I lay on the sofa all day watching movies with Skye and eating lovely scrambled egg that my surrogate mum made me.

One thing I had to do before I left Melbourne was go and see Alex, that i had met at the Elephant Nature park. I’d been out with Mel, his better half the week before in the city but he’d been working so Billy and I went to St.Kilda on the other side of the bay to surprise him. We took the ferry from Williamstown into the centre of the city ducking under all the low bridges. Alex worked at the cafe at the end of the St. Kilda Pier. I fell over twice on the way down the Pier like a 5 year old and had a blooded knee and ripped my leggings. We caught up and ate delicious food. (Ooh Billy- remember you were going to go and play squash…)

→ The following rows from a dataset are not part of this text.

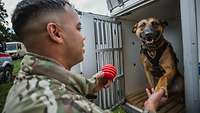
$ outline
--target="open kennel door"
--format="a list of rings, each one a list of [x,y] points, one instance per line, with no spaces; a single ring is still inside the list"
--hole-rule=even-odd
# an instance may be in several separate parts
[[[98,93],[98,104],[103,109],[112,108],[124,101],[124,75],[121,24],[111,20],[94,18],[97,70],[105,64],[117,68],[117,78],[110,88]]]
[[[86,37],[82,74],[94,74],[105,64],[116,67],[117,77],[112,86],[98,92],[96,99],[96,104],[102,109],[114,108],[125,98],[121,23],[108,16],[84,12],[80,18],[81,31]]]

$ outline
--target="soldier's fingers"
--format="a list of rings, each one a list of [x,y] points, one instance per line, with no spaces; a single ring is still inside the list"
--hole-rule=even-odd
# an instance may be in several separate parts
[[[148,89],[148,88],[146,88],[146,93],[147,93],[148,97],[150,97],[150,96],[151,96],[151,92],[149,91],[149,89]]]
[[[151,92],[154,93],[154,92],[155,92],[155,89],[154,89],[154,88],[151,88]]]

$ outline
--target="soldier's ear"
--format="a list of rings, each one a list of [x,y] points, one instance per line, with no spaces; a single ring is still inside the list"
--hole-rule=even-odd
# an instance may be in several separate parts
[[[165,28],[168,26],[168,22],[166,20],[160,20],[161,25]]]
[[[138,23],[136,23],[136,24],[133,26],[132,33],[136,33],[137,26],[138,26]]]

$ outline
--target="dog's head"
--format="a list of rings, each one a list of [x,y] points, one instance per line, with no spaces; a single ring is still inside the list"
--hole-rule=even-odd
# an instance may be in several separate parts
[[[133,33],[147,46],[151,46],[162,38],[162,33],[166,21],[161,21],[156,18],[142,19],[133,26]]]

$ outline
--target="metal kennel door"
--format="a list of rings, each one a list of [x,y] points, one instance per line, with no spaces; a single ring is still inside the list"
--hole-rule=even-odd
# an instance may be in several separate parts
[[[125,98],[121,23],[94,18],[94,33],[97,71],[105,64],[113,64],[117,68],[113,85],[98,92],[97,104],[103,109],[110,109]]]

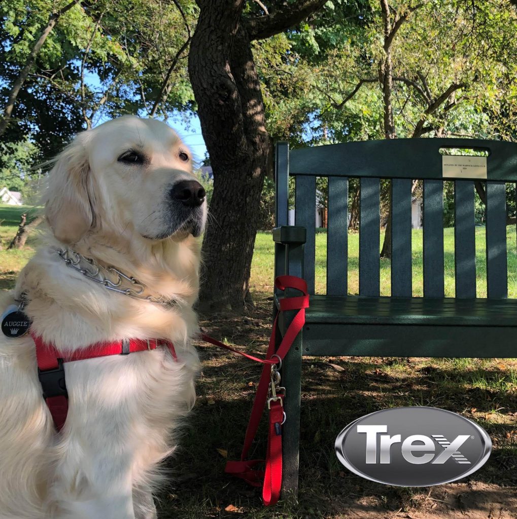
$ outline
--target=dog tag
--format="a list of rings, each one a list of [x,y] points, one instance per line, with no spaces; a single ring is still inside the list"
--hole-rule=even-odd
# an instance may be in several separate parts
[[[2,314],[2,331],[6,337],[14,339],[24,335],[31,326],[31,321],[25,314],[18,310],[16,305],[7,307]]]

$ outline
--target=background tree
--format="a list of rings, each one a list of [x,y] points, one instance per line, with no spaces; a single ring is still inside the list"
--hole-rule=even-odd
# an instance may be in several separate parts
[[[255,220],[270,146],[251,42],[283,32],[321,9],[325,0],[271,3],[197,0],[200,12],[189,56],[190,79],[214,170],[210,212],[216,224],[204,243],[202,301],[242,309]]]

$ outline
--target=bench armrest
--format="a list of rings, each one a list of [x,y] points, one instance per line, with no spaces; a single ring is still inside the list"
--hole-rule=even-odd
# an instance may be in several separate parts
[[[273,241],[283,245],[301,245],[307,240],[307,231],[300,225],[282,225],[273,229]]]

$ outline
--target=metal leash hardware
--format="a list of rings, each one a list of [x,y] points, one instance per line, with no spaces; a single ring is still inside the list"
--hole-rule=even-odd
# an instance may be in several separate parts
[[[161,305],[167,308],[170,308],[175,305],[179,304],[179,302],[175,299],[167,299],[162,296],[142,296],[145,290],[145,285],[132,276],[127,276],[123,272],[113,266],[107,267],[99,265],[93,258],[86,257],[78,252],[71,250],[70,249],[58,249],[57,252],[60,257],[70,267],[80,272],[83,276],[91,279],[96,283],[103,285],[108,290],[118,292],[124,295],[128,296],[133,299],[141,301],[147,301],[157,305]],[[81,262],[83,260],[93,268],[92,270],[88,268],[81,268]],[[103,274],[115,274],[116,280],[113,281]],[[122,288],[121,285],[124,280],[131,283],[131,286],[127,288]],[[121,287],[119,288],[119,287]]]
[[[285,388],[280,385],[282,377],[280,375],[280,370],[282,368],[282,359],[277,355],[273,355],[271,357],[276,357],[279,360],[279,363],[272,364],[271,370],[270,374],[270,381],[269,387],[268,389],[268,408],[271,408],[271,402],[279,401],[280,405],[283,407],[284,401],[282,397],[285,396]],[[284,414],[284,419],[282,420],[281,425],[283,425],[285,423],[287,418],[285,415],[285,411],[283,411]]]

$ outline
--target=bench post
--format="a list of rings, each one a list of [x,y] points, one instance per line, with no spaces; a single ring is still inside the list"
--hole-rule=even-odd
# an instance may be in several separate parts
[[[285,250],[285,264],[282,274],[303,277],[303,247],[306,239],[304,227],[288,226],[273,230],[275,245]],[[285,297],[300,295],[299,291],[287,289]],[[276,305],[275,305],[276,307]],[[285,311],[279,316],[277,343],[285,333],[297,310]],[[286,421],[282,431],[282,498],[295,503],[298,496],[298,463],[300,449],[300,408],[301,396],[302,335],[300,332],[282,362],[281,385],[285,388],[284,408]],[[277,346],[279,344],[277,344]]]

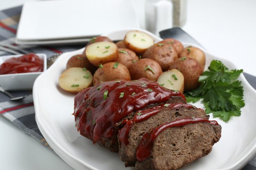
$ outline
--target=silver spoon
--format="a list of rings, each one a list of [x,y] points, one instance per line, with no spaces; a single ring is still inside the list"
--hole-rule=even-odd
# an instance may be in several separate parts
[[[15,101],[15,100],[21,100],[21,99],[25,98],[28,96],[28,95],[25,95],[25,96],[20,96],[18,97],[14,97],[14,96],[13,96],[13,95],[12,94],[11,94],[8,91],[5,90],[5,89],[3,89],[3,87],[2,87],[0,86],[0,91],[4,93],[6,95],[7,95],[7,96],[9,96],[10,98],[10,100],[13,101]]]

My time in Melbourne was over. With more of a heavy heart and a slightly more emptying feeling than I can explain as I got on the plane, I flew back to Sydney to see lovely Hayley. I wasn’t sad to be going back to Sydney, I was just sad that this special time was over. Billy’s family were so lovely to me and I will never forget the dog walk on the marsh, the barefoot bowling, the lemon stealing mission that we got so wrong, all the anti-inflamatories, the banana writing, the massive heart-to-hearts and the feeling of family that is so strong in the Kelleher household. And in Billy, as unlikely as it looks on paper, I found my soulmate. Melbourne, I will be back.